The collapse of the Soviet Union might seem to make the IMF less important, but much like NATO itself, the IMF has continued to pursue its fight against an absent enemy. How does an anti-communist organization behave once communism has been defeated? Apparently, much like a cult member whose chosen prophecy fails, it doubles down: a 2014 study found that the number of conditions attached to IMF loans had actually increased since the end of the Cold War.
This context suggests why the IMF is so aggressively anti-crypto: Because at the highest level, its reason for existence is not to boost developing economies or help the individuals who live within them. The IMF is not a neutral aid organization, but the economic arm of a vast power structure that frequently hides itself behind the language of uplift and reform. It seeks to draw peripheral or developing nations – African and Latin American countries being a current high priority – into the postwar neoliberal consensus.
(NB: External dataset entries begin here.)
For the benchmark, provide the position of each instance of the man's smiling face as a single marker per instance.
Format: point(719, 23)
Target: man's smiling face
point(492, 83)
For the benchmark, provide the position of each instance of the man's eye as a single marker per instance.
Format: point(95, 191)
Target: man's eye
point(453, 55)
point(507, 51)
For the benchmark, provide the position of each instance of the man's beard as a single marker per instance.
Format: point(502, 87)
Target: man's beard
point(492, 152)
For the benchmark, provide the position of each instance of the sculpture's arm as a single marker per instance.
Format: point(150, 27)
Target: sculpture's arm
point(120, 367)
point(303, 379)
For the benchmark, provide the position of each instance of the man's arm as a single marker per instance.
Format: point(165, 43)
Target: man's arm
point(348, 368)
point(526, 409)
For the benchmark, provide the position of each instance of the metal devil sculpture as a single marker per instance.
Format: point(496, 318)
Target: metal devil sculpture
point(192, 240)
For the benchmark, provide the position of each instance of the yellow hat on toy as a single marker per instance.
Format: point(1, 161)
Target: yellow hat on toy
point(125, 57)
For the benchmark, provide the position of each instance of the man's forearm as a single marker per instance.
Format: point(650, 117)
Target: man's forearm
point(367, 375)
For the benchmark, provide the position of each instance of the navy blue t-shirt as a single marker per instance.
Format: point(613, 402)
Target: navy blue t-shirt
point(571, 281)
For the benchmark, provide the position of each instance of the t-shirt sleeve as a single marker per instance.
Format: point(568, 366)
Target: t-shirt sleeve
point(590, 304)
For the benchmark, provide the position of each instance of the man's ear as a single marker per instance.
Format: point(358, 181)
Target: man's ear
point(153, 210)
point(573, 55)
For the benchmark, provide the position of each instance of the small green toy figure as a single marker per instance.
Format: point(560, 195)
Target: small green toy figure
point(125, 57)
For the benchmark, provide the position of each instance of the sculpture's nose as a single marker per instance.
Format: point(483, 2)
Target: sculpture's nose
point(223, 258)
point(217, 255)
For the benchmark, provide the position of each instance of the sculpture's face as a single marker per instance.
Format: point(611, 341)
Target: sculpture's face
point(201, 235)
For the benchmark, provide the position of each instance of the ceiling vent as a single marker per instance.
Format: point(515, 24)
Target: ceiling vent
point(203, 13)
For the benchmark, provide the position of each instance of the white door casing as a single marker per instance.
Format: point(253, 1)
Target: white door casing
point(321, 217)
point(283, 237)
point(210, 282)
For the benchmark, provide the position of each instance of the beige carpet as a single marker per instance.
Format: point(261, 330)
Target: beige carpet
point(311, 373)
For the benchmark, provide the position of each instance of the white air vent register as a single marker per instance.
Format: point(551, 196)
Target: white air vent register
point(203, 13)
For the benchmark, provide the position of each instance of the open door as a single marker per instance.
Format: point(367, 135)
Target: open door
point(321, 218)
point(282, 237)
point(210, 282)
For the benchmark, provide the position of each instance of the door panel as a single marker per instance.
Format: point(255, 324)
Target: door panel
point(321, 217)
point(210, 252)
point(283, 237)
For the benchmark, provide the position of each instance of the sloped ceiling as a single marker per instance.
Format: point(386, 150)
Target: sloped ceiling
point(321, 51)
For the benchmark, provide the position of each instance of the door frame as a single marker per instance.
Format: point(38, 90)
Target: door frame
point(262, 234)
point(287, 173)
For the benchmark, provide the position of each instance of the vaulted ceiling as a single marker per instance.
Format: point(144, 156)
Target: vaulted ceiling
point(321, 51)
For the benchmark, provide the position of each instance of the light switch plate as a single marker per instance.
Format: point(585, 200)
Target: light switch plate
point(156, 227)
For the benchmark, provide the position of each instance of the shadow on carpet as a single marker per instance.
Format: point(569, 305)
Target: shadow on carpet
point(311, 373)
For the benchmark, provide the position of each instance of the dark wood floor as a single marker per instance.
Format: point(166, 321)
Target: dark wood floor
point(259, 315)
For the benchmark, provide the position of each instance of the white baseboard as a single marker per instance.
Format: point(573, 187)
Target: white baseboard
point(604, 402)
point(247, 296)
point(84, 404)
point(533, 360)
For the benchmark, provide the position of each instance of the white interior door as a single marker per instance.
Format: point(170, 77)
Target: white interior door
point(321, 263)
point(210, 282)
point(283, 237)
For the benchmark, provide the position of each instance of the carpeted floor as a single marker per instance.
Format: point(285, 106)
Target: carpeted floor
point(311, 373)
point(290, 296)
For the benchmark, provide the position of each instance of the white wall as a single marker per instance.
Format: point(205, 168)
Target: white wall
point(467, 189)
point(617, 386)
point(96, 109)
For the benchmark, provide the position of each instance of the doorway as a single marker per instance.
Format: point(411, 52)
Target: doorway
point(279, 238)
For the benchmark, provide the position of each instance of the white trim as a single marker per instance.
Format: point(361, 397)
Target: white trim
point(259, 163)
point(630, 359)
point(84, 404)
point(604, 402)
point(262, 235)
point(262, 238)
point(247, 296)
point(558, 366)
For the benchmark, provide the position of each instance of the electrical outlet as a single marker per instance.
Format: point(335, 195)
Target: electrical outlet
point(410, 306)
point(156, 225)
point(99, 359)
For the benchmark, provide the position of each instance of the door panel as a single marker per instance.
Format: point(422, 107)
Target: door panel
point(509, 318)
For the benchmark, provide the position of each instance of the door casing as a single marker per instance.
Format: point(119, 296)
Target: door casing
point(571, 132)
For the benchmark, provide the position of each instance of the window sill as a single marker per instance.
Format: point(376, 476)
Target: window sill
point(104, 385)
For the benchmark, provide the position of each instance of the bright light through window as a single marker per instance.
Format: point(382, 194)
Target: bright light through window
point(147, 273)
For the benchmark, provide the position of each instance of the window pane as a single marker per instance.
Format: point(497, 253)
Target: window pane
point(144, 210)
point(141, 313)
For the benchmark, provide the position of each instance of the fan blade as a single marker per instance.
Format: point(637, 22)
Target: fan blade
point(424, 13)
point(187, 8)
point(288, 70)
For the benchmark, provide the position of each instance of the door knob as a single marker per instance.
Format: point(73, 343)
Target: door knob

Crypto threatens that power, even if the threat is somewhat distant for now. Mark Weisbrot, writing at the Center for Economic and Policy Research, describes the IMF as a “gatekeeper” for a “creditors’ cartel” of Western funders also including the World Bank and the Inter-American Development Bank.
But as El Salvador is attempting to demonstrate with its Volcano Bond, and as donations to Ukraine have recently shown even more dramatically, cryptocurrency is not easy to gatekeep. It seems very plausible that smaller nations such as El Salvador will before long have access to a parallel crypto-based debt and financing market over which the Western order has only tenuous influence.
That market will certainly be small relative to the overall global banking system, but even a small financial escape hatch could provide meaningful leverage for pushing back against the IMF and its power-driven agenda. The IMF’s own actions suggest they foresee that possibility – and they’re scared to death of it.